Abstract

We have proposed a detection method of fault-prone modules based on the spam filtering technique, “Fault-prone filtering.” Fault-prone filtering is a method which uses the text classifier (spam filter) to classify source code modules in software. In this study, we propose an extension to use warning messages of a static code analyzer instead of raw source code. Since such warnings include useful information to detect faults, it is expected to improve the accuracy of fault-prone module prediction. From the result of experiment, it is found that warning messages of a static code analyzer are a good source of fault-prone filtering as the original source code.

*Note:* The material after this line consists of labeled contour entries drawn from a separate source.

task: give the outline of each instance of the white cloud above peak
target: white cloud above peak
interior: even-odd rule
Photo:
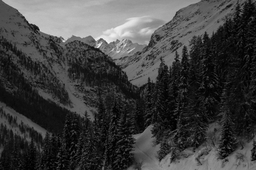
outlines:
[[[126,38],[133,43],[147,44],[155,30],[165,23],[163,20],[149,16],[131,18],[126,20],[123,24],[103,31],[96,39],[102,38],[110,42],[117,39]]]

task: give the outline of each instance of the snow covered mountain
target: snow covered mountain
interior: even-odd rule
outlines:
[[[79,36],[76,36],[73,35],[63,40],[62,42],[65,43],[65,44],[67,44],[69,42],[76,40],[80,41],[81,42],[87,44],[91,46],[94,46],[96,42],[94,38],[93,38],[93,37],[91,35],[82,38]]]
[[[120,42],[120,40],[118,39],[116,39],[115,41],[112,41],[112,42],[109,43],[110,45],[112,46],[113,47],[114,47],[115,45],[118,44],[119,42]]]
[[[222,25],[226,17],[232,16],[237,0],[202,0],[182,8],[173,18],[152,34],[148,46],[128,58],[116,61],[123,65],[129,80],[137,85],[145,83],[149,77],[154,81],[160,57],[171,65],[175,50],[180,54],[193,36],[211,35]],[[239,1],[243,6],[245,0]]]
[[[112,57],[114,60],[124,57],[132,55],[136,52],[141,51],[147,46],[145,44],[141,45],[137,43],[133,43],[130,40],[126,39],[124,39],[121,41],[117,39],[115,41],[113,41],[109,44],[101,38],[95,41],[90,35],[82,38],[72,35],[65,40],[61,36],[59,38],[65,44],[73,41],[80,41],[99,49],[106,54]]]
[[[55,109],[60,106],[81,116],[85,110],[92,116],[100,91],[102,98],[110,101],[111,96],[121,95],[129,102],[137,96],[133,93],[136,88],[111,59],[87,45],[96,42],[91,36],[79,42],[73,36],[63,43],[61,37],[40,31],[1,0],[0,16],[0,90],[10,96],[34,92]],[[14,92],[16,95],[11,95]],[[60,113],[66,114],[63,110]],[[59,124],[64,122],[56,119]]]
[[[217,139],[220,129],[217,122],[210,125],[208,133],[216,135]],[[166,155],[159,163],[156,158],[157,152],[159,150],[160,144],[156,146],[153,144],[153,138],[149,126],[142,133],[134,136],[136,139],[134,144],[134,159],[137,161],[142,161],[144,164],[141,166],[142,170],[204,170],[206,169],[244,170],[256,169],[256,161],[251,161],[250,149],[251,149],[253,140],[244,142],[243,149],[240,146],[227,157],[228,161],[225,159],[217,159],[216,158],[216,148],[213,144],[205,143],[200,146],[195,152],[193,149],[188,148],[180,152],[175,161],[171,159],[171,154]],[[214,129],[217,131],[214,131]],[[256,140],[256,137],[254,137]],[[217,141],[214,141],[215,145]],[[206,147],[206,146],[207,147]],[[201,164],[198,164],[196,160],[199,159]],[[133,169],[130,166],[127,170]]]
[[[146,46],[145,44],[141,45],[137,43],[133,43],[130,40],[124,39],[115,45],[108,55],[113,60],[119,59],[124,57],[132,55],[136,52],[141,51]]]
[[[65,41],[65,39],[64,39],[64,38],[62,37],[62,36],[60,36],[60,37],[59,37],[59,38],[60,39],[60,40],[61,41],[63,42],[63,41]]]
[[[114,47],[114,43],[109,44],[102,38],[100,38],[97,40],[94,46],[99,49],[105,54],[107,54]]]

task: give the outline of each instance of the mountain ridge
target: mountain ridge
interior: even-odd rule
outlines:
[[[242,5],[245,1],[240,2]],[[188,40],[193,36],[216,31],[226,17],[232,16],[236,3],[235,0],[203,0],[180,9],[172,19],[155,31],[147,47],[116,63],[122,65],[129,79],[137,85],[145,83],[149,77],[154,81],[160,57],[171,65],[176,50],[180,54],[182,47],[188,46]]]

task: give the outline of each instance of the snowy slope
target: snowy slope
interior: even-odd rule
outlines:
[[[77,97],[77,93],[79,93],[74,88],[74,84],[75,83],[71,82],[68,78],[67,70],[69,67],[66,64],[60,62],[54,51],[50,48],[49,41],[46,39],[51,37],[57,42],[60,42],[60,39],[40,31],[38,31],[38,33],[34,32],[33,27],[30,26],[31,24],[17,10],[1,0],[0,16],[0,35],[3,36],[10,42],[15,44],[17,49],[22,49],[23,52],[30,57],[32,61],[40,63],[41,66],[43,65],[44,68],[47,68],[50,70],[54,76],[54,79],[57,80],[60,82],[60,86],[65,87],[65,91],[68,93],[71,105],[69,106],[60,103],[59,100],[55,95],[49,92],[47,89],[49,86],[45,84],[45,82],[42,82],[38,76],[36,76],[32,73],[21,67],[25,78],[37,88],[41,95],[45,99],[50,99],[59,103],[71,111],[76,111],[81,115],[87,110],[92,116],[92,112],[90,110],[95,109],[95,107],[87,105],[83,100]],[[65,44],[60,42],[60,48],[63,48]],[[44,52],[46,53],[47,57],[43,56],[43,52],[39,52],[36,49],[37,44],[41,46],[41,48]],[[12,53],[10,51],[6,52]],[[13,59],[15,59],[15,58]],[[18,60],[16,62],[18,64],[19,61]],[[47,74],[46,75],[47,76]],[[3,78],[2,82],[5,82],[4,78]],[[81,93],[79,94],[80,95],[82,95]]]
[[[94,38],[91,35],[82,38],[73,35],[71,36],[62,41],[62,42],[65,43],[65,44],[67,44],[69,42],[76,40],[80,41],[81,42],[89,44],[91,46],[94,46],[96,42]]]
[[[157,151],[159,149],[160,144],[153,147],[151,137],[152,134],[149,126],[142,134],[134,136],[136,139],[133,151],[134,157],[138,161],[143,161],[145,164],[142,166],[142,170],[255,170],[256,169],[256,161],[250,161],[250,149],[252,146],[253,140],[247,141],[244,139],[244,148],[241,149],[241,146],[228,157],[228,161],[217,159],[215,155],[214,147],[211,145],[201,146],[195,152],[193,152],[189,148],[185,149],[181,153],[183,157],[176,160],[176,162],[171,162],[170,154],[167,154],[161,162],[156,158]],[[210,125],[209,132],[214,132],[214,129],[219,129],[218,123],[213,123]],[[219,131],[215,135],[217,140]],[[256,139],[256,137],[254,137]],[[217,145],[217,143],[215,143]],[[238,153],[244,155],[243,161],[237,158],[236,155]],[[201,156],[200,155],[201,155]],[[202,165],[197,165],[195,160],[196,157],[199,156]],[[128,170],[132,169],[132,166]]]
[[[242,6],[245,1],[239,1]],[[171,65],[176,50],[181,54],[183,46],[188,46],[194,35],[205,31],[211,35],[223,24],[226,16],[232,15],[237,1],[204,0],[180,9],[171,21],[152,34],[147,47],[132,56],[121,59],[118,64],[123,65],[123,70],[133,84],[142,85],[149,77],[154,81],[160,57],[168,65]]]
[[[39,133],[41,133],[43,137],[43,138],[44,138],[45,133],[47,132],[46,129],[42,128],[35,123],[33,122],[29,119],[28,119],[25,116],[18,113],[10,107],[8,106],[6,106],[6,105],[4,103],[0,102],[0,107],[3,107],[4,111],[5,111],[7,114],[9,113],[10,115],[12,116],[14,118],[17,117],[17,123],[18,124],[20,123],[21,121],[22,121],[25,125],[28,124],[29,125],[30,127],[33,127],[34,130],[36,131]],[[9,126],[8,124],[8,121],[4,119],[4,118],[2,118],[1,119],[0,119],[0,124],[1,123],[3,123],[4,126],[5,124],[6,124],[8,128],[9,127]],[[17,132],[18,134],[20,135],[21,134],[21,133],[18,127],[14,127],[12,128],[12,129],[14,132]],[[28,137],[27,139],[29,139],[29,136]]]
[[[113,47],[114,47],[115,45],[118,44],[119,42],[120,42],[120,40],[119,40],[118,39],[116,39],[116,40],[115,41],[112,41],[112,42],[111,42],[109,44]]]
[[[145,44],[141,45],[137,43],[133,43],[130,40],[124,39],[115,45],[108,55],[113,60],[119,59],[125,56],[132,55],[136,52],[141,51],[146,46]],[[115,62],[120,65],[118,62]]]

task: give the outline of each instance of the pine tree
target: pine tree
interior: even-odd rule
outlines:
[[[213,51],[214,49],[211,50],[210,40],[206,32],[203,39],[202,81],[199,88],[199,100],[205,107],[207,115],[213,119],[216,111],[215,108],[219,98],[219,80],[215,72],[214,56],[211,51]]]
[[[68,160],[66,152],[64,145],[61,145],[57,155],[57,169],[65,170],[68,169],[69,166],[69,161]]]
[[[76,113],[73,115],[73,120],[71,124],[72,131],[70,136],[71,139],[71,145],[69,149],[70,153],[70,168],[71,170],[75,169],[76,166],[76,160],[77,158],[76,154],[77,152],[77,146],[79,136],[80,135],[80,129],[79,123],[77,120],[77,116]]]
[[[117,126],[121,111],[121,104],[120,103],[120,102],[118,102],[115,99],[114,99],[112,105],[111,121],[109,130],[108,147],[105,151],[106,160],[105,160],[105,163],[111,165],[111,167],[114,166],[114,162],[116,156],[115,149],[116,148],[116,143],[118,140],[117,132]]]
[[[152,123],[152,84],[149,77],[147,79],[147,89],[146,90],[146,109],[145,109],[144,120],[145,120],[145,127],[147,127]]]
[[[29,148],[28,152],[27,160],[26,163],[27,165],[28,170],[36,169],[36,149],[34,138],[32,137],[29,144]]]
[[[48,132],[46,132],[45,137],[43,142],[43,151],[42,157],[43,167],[40,167],[42,169],[50,170],[53,168],[53,160],[51,154],[51,147],[50,144],[50,136]]]
[[[228,109],[222,118],[223,122],[219,134],[217,154],[218,158],[222,159],[228,156],[233,151],[237,144],[233,123],[230,117],[230,114]]]
[[[184,120],[182,112],[179,115],[177,124],[177,128],[172,132],[173,134],[173,140],[178,147],[182,150],[184,150],[187,146],[187,132],[184,126]]]
[[[252,143],[252,148],[251,150],[251,161],[255,161],[256,160],[256,141],[254,140],[254,138],[253,138],[253,142]]]
[[[115,149],[116,156],[112,166],[113,169],[127,168],[131,162],[133,154],[130,152],[132,150],[134,139],[128,126],[129,123],[127,122],[129,119],[127,116],[126,109],[124,109],[118,121],[117,132],[118,140]]]
[[[141,108],[140,104],[138,100],[136,100],[133,105],[132,113],[132,120],[133,124],[132,134],[137,134],[140,130],[143,128],[144,122],[142,116],[142,111]]]
[[[52,136],[51,138],[50,145],[51,146],[51,157],[53,160],[53,168],[56,169],[57,167],[57,164],[56,160],[57,158],[57,154],[58,153],[58,148],[57,141],[56,140],[56,137],[54,132],[52,133]]]
[[[157,80],[153,94],[155,101],[152,110],[153,126],[151,129],[153,135],[158,140],[161,139],[164,129],[164,115],[165,114],[164,99],[162,95],[162,86],[161,83]]]
[[[71,119],[70,115],[69,114],[67,114],[66,116],[66,120],[63,132],[63,144],[64,145],[65,149],[67,152],[66,154],[68,161],[70,161],[71,152],[70,149],[72,142],[71,139],[72,128]]]
[[[160,143],[160,150],[158,152],[158,160],[161,161],[165,156],[171,151],[171,147],[166,139],[162,140]]]

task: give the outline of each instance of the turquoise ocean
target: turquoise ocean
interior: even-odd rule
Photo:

Moreover, it is discovered that it is more effective than the conventional method (that is, without static code analyzer) to raise the coverage rate of actual faulty modules.

1. Introduction

Recently, machine learning approaches have been widely used for fault-proneness detection [1]. We have introduced a text feature-based approach to detect fault-prone modules [2]. In this approach, we extract text features from the frequency information of words in source code modules. In other words, we construct a large metrics set representing the frequency of words in source code modules. Once the text features are obtained, the Bayesian classifier is constructed from text features. In the fault-prone module detection of new modules, we also extract text features from source code modules, and Bayesian model classifies modules into either fault-prone or nonfault-prone. Since less effort or cost needed to collect text feature metrics than other software metrics, it may be applied to software development projects easily.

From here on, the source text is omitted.